Quando
vamos a um abrigo de animais ou entabulamos conversa com alguém que lá foi
buscar um cão, logo transparece uma história a lembrar “o fado da desgraçadinha”,
que de tão triste que é, até é capaz de pôr as pedras das calçadas a chorar (os
mais idosos de certeza, porque se emocionam mais facilmente).
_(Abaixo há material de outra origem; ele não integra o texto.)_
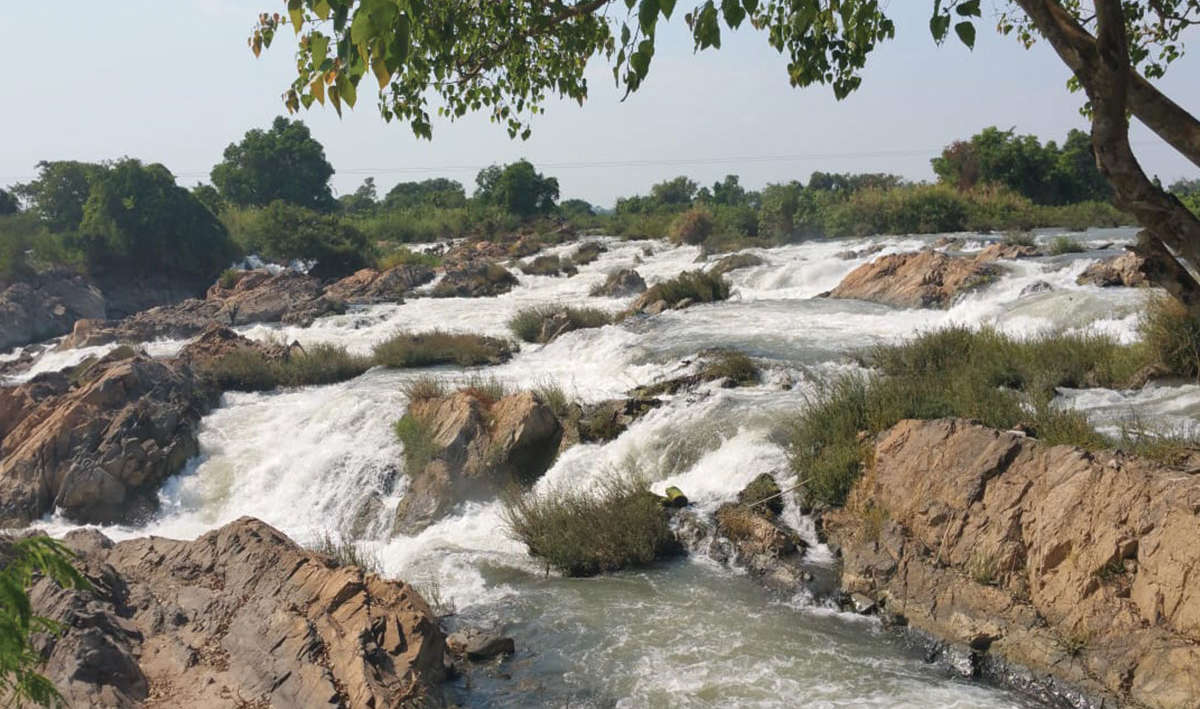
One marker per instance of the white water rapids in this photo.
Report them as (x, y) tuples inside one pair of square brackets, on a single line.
[(323, 460)]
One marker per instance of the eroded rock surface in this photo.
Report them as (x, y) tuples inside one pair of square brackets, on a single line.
[(370, 286), (96, 443), (1127, 269), (918, 278), (475, 448), (241, 617), (1074, 565)]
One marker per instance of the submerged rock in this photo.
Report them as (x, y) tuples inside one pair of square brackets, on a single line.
[(475, 280), (474, 448), (255, 296), (96, 444), (919, 278), (45, 306), (622, 283), (371, 286), (1065, 562), (239, 617), (1127, 269)]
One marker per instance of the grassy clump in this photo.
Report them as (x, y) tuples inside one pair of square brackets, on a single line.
[(347, 553), (543, 265), (999, 380), (528, 323), (417, 437), (1062, 245), (1171, 336), (425, 349), (696, 286), (617, 524), (407, 257), (250, 370)]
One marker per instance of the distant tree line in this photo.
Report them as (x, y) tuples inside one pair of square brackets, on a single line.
[(270, 196)]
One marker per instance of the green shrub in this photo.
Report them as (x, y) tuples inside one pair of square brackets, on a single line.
[(417, 437), (407, 257), (1171, 336), (348, 553), (697, 286), (528, 323), (426, 349), (616, 524), (732, 365), (1062, 245), (693, 227), (249, 370), (985, 376)]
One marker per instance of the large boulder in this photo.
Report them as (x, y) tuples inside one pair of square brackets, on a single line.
[(621, 283), (371, 286), (475, 448), (97, 442), (918, 278), (1069, 563), (46, 306), (475, 280), (241, 617), (1127, 269), (253, 296)]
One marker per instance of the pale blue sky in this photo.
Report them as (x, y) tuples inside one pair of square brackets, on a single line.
[(174, 83)]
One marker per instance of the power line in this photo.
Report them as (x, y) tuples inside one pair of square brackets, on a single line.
[(629, 162)]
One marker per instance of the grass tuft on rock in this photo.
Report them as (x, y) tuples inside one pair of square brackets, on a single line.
[(250, 370), (1062, 245), (616, 524), (1000, 380), (425, 349), (695, 286), (540, 324)]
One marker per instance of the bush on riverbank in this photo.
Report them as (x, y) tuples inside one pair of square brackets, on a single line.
[(541, 324), (426, 349), (1000, 380), (250, 370), (695, 286), (615, 524)]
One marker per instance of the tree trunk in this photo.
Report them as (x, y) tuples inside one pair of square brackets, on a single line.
[(1170, 242)]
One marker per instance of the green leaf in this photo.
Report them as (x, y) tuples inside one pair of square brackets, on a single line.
[(648, 14), (966, 32), (969, 8), (939, 25), (732, 12), (318, 44), (295, 13)]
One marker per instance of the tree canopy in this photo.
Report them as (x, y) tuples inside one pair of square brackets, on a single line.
[(507, 56), (285, 162), (517, 187), (1045, 174)]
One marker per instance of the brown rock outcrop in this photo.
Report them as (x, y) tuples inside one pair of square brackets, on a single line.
[(255, 296), (97, 444), (475, 280), (919, 278), (1127, 269), (475, 449), (46, 306), (241, 617), (370, 286), (1074, 565)]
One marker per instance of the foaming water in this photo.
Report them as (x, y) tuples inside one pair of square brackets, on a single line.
[(323, 461)]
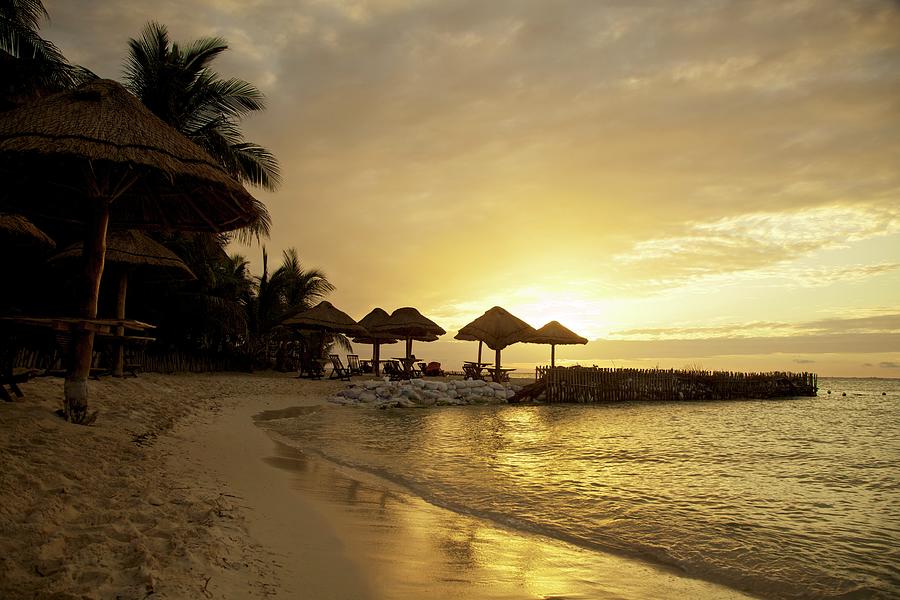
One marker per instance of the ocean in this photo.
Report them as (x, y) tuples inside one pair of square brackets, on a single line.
[(789, 498)]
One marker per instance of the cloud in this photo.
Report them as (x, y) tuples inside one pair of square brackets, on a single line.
[(440, 153), (760, 241), (872, 324)]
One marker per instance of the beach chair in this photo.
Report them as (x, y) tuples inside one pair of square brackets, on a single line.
[(394, 371), (310, 368), (472, 372), (353, 364), (338, 370)]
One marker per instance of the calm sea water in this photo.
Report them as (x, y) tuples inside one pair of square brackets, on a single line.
[(782, 498)]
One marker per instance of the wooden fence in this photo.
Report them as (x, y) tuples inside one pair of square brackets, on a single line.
[(52, 359), (593, 384)]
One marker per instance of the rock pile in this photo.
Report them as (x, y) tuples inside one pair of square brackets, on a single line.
[(420, 393)]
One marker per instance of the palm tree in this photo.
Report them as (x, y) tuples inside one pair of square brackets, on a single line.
[(31, 65), (287, 291), (178, 85)]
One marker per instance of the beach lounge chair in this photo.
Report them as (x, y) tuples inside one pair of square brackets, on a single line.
[(338, 370), (472, 372), (394, 371), (353, 364), (310, 368)]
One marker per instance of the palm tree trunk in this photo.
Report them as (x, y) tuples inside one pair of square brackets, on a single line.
[(80, 367)]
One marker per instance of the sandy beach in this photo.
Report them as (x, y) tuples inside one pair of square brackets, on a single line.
[(176, 493)]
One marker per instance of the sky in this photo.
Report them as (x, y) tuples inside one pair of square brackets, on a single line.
[(706, 183)]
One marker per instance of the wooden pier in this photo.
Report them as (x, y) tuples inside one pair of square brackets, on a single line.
[(593, 384)]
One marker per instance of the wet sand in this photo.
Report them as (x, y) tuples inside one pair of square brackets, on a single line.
[(177, 492)]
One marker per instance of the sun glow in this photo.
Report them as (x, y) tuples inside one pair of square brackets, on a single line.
[(537, 305)]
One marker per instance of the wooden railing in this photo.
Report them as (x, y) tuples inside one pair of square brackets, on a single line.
[(593, 384)]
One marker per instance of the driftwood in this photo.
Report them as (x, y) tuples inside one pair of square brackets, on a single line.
[(530, 392)]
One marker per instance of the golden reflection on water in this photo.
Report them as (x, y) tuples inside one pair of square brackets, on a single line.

Raro é o cãozinho
resgatado (eu nunca conheci nenhum) que não tenha tido “um passado trágico, marcado
por insanas crueldades e por toda a sorte de abusos”, pretenso “calvário” que o
leva a ter medo de tudo de todos, pretendendo-se com a lengalenga apelar à piedade
e bom-coração de quem se dispõe a adoptar um cão, como se o medo canino
apenas obedecesse a uma razão ambiental.
Há
cães que já nascem medrosos e não foi por terem transformado as suas mães em
sacos de pancada que ficaram assim. Cachorros muito-dominantes, dominantes,
submissos, muito submissos e inibidos ocorrem nas ninhadas e nelas o número dos
medrosos tende a ultrapassar o dos valentes. Um cão medroso é um problema sério,
porque prefere esconder-se a interagir, obriga a um relacionamento de mil
cuidados, qualquer coisa o assusta, resiste a qualquer mudança, mostra-se
antissocial, dificilmente se adapta e obriga a adaptações, persiste na desconfiança
e será sempre um animal ultra dependente, carenciado de protecção para alcançar
breves momentos de bem-estar – um doente crónico.
Cães
assim têm automaticamente a porta aberta para o desprezo e para o consequente
abandono, já que não encontrarão muita gente capaz de suportá-los diante do seu
pouco préstimo e natureza dos seus problemas. A maioria deles ao ser adoptada
acabará por andar “tu cá, tu lá”, conhecendo várias lares adoptivos e
regressando aos abrigos, tal qual uma bola de Pingpong. Só os mais dedicados e
endinheirados conseguirão ficar com eles, tolerar os seus desvios, pagar os
ansiolíticos e apostar na sua reeducação. Como se depreende, na tentativa
tantas vezes vã de realojá-los, os responsáveis pelos abrigos chegam a omitir a
verdade sobre a sua natureza, justificando o comportamento anómalo pela
exposição a maus-tratos, uma mentira bem-intencionada mas de péssimo resultado,
que só servirá para adiar o inevitável.
Se
desejar adquirir um cão num abrigo, opção que desde já louvamos, e não souber
nada sobre cães, o melhor que tem a fazer é assessorar-se de alguém que saiba (o
que também não é fácil de encontrar), para ajudá-lo a escolher o cão certo e aquele
que melhor se coaduna com a sua personalidade. Dispensará estes cuidados caso
seja um incondicional amante de cães e esteja disposto a tudo, o que é ainda
mais extraordinário e digno de exaltação. Contudo, é bom ficar a saber que
existem cães medrosos que nunca foram maltratados.